The simplicity of this recipe makes it one of my go-to, especially when you crave some Italian-style comfort foods. I love the flavor the fresh basil gives in the sauce and its mildness without adding sugar that some recipes use to cut back on the acidity.
I start by adding the onion and cooking them on low and slowly until soft and caramelized. I then add the garlic and cook that until nice and brown.
Some recipes use crushed tomatoes. However, I love the flavor and the depth of the whole San Marzano tomatoes. So I buy the tomatoes whole and use a potato masher to mash them up. (You can also crush them with your hands if you don’t have a masher).
Do you like the flavor of basil? If you do, you’re in luck because this sauce tastes fantastic with fresh basil! Once the sauce has finished simmering, use an immersion blender to blend it into a smooth sauce. You can blend in small batches if you don’t have an immersion blender. I advise blending until just smooth but still thick because over-blending will make the sauce a bit runny.
PrintHunter’s Pasta Sauce
- Total Time: 1 hour 5 minutes
Description
Do you have a picky eater in your family? Are they always the one who complains about what’s for dinner?
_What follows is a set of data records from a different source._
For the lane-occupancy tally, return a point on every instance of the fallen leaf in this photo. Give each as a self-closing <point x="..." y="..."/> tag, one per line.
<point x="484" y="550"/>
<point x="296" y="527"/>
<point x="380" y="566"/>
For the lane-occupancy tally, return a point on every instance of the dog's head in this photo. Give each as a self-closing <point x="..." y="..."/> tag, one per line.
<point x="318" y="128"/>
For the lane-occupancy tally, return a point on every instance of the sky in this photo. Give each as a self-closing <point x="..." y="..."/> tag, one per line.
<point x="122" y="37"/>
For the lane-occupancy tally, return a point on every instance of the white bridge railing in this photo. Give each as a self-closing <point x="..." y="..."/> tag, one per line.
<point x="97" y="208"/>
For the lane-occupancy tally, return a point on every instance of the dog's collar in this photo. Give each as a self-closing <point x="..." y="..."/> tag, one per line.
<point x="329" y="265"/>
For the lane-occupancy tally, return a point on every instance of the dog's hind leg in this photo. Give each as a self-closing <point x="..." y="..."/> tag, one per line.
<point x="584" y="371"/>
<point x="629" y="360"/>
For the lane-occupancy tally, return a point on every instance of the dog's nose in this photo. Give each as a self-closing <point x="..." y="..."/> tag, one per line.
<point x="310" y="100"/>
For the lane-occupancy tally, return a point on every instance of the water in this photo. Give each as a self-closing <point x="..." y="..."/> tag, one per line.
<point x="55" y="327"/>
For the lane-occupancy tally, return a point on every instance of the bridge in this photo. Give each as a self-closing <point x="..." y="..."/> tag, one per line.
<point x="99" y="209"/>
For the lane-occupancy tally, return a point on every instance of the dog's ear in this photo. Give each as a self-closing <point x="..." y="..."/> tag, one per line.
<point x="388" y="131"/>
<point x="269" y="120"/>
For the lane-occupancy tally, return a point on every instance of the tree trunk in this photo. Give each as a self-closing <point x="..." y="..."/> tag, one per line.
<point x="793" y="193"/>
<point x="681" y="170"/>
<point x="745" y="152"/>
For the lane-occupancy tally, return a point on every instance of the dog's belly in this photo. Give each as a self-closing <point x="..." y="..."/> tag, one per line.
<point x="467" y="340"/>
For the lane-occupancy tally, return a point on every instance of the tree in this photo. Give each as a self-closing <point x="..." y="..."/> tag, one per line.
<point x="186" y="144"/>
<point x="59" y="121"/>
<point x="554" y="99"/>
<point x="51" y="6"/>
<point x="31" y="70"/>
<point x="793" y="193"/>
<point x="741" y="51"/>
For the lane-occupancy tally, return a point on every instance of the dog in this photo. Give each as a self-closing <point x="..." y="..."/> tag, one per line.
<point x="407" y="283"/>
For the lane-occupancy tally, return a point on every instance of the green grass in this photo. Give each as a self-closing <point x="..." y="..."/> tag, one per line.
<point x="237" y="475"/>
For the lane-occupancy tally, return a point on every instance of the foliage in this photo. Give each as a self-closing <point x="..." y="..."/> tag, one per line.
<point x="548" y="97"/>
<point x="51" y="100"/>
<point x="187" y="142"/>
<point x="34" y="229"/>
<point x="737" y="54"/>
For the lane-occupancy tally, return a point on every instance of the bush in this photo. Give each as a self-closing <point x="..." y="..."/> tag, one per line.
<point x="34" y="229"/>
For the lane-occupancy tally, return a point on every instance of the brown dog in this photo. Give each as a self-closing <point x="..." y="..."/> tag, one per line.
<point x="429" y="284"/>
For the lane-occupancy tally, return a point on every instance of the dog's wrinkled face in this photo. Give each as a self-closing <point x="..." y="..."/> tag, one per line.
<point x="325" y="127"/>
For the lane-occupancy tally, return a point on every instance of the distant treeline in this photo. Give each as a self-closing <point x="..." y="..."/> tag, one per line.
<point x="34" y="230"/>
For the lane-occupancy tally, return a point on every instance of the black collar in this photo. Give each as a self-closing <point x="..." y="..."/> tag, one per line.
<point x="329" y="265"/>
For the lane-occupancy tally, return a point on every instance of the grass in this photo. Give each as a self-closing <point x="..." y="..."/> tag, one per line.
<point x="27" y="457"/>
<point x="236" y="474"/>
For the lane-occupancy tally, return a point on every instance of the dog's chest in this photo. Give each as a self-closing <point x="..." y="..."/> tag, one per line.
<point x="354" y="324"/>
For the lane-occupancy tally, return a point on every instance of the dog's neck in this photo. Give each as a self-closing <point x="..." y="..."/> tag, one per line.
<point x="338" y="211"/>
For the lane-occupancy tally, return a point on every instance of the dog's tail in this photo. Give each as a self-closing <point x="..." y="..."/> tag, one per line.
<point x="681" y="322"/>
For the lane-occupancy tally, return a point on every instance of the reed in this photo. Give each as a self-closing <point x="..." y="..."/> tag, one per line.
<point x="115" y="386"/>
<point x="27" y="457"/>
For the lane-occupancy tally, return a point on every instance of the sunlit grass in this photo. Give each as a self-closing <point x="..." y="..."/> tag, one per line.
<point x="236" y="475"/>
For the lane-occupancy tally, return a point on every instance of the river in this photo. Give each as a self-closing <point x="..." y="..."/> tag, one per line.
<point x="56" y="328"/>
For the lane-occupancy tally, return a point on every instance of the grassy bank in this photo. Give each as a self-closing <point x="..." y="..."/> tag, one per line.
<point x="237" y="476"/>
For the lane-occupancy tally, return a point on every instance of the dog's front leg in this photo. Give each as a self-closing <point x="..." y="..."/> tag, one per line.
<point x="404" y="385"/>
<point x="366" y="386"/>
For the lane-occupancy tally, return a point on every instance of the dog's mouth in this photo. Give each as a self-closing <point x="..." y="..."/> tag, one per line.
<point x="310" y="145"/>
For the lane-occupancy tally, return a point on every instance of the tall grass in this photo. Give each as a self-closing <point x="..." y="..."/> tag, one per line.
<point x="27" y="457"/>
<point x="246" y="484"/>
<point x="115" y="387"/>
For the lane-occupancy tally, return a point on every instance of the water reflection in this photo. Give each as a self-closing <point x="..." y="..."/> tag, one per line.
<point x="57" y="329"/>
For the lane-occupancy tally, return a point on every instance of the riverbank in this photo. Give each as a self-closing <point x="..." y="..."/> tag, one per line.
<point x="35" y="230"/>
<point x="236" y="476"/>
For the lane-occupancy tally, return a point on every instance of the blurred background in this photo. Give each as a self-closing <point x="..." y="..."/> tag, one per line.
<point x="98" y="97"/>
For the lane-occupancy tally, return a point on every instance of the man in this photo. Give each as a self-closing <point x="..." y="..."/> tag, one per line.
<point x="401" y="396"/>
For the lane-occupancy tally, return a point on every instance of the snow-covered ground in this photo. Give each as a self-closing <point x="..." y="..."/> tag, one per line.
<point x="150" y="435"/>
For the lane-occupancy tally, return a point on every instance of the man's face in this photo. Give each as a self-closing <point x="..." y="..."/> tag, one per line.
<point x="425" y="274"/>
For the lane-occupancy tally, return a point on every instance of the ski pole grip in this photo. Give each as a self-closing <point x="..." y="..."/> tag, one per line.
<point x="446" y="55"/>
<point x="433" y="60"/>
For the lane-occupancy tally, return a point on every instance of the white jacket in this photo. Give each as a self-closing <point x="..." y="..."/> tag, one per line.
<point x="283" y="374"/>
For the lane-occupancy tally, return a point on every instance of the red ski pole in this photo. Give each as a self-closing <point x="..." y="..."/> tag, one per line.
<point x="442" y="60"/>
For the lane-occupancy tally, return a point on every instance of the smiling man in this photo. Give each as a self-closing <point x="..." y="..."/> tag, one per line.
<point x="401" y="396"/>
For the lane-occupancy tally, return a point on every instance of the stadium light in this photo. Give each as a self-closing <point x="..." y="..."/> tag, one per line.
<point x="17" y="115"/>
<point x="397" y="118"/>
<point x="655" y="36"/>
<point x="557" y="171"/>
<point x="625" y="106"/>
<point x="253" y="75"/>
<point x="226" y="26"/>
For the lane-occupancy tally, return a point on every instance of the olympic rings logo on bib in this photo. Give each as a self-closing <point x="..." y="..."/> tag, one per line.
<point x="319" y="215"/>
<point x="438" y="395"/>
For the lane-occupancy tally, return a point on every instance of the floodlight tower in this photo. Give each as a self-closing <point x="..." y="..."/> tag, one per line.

Well, I have the perfect solution for you! This pasta sauce recipe is so good; even the pickiest eaters will love it. It’s full of flavor and nutrients, so they’ll be getting something good for them too. Trust me. This sauce is a winner!
Ingredients
1 tablespoon olive oil
1 medium sweet onion, diced
6 cloves of garlic, minced
(2) 28 oz. can of San Marzano tomatoes
(1) 6 oz. can tomato paste
5–6 basil leaves, chopped
1 teaspoon agave nectar
Instructions
Heat olive oil in a dutch oven over medium heat. Add onion and sauté until soft. Add garlic and cook until almost brown. Add all the tomatoes and use a masher to mash up the San Marzano tomatoes. Add basil and the agave nectar, and stir to incorporate. Reduce the heat to simmer for 30 minutes to 1 hour.
If you like a chunky sauce, leave it as is. For a smoother sauce, use a hand held blender or add batches to a blender or food processor and pulse until smooth.
Add Himalayan salt or sea salt and pepper to taste.
Notes
To freeze, add to a ziplock freezer bag, and squeeze out as much air as possible. Freeze flat.
To make this recipe candida friendly, omit the agave nectar.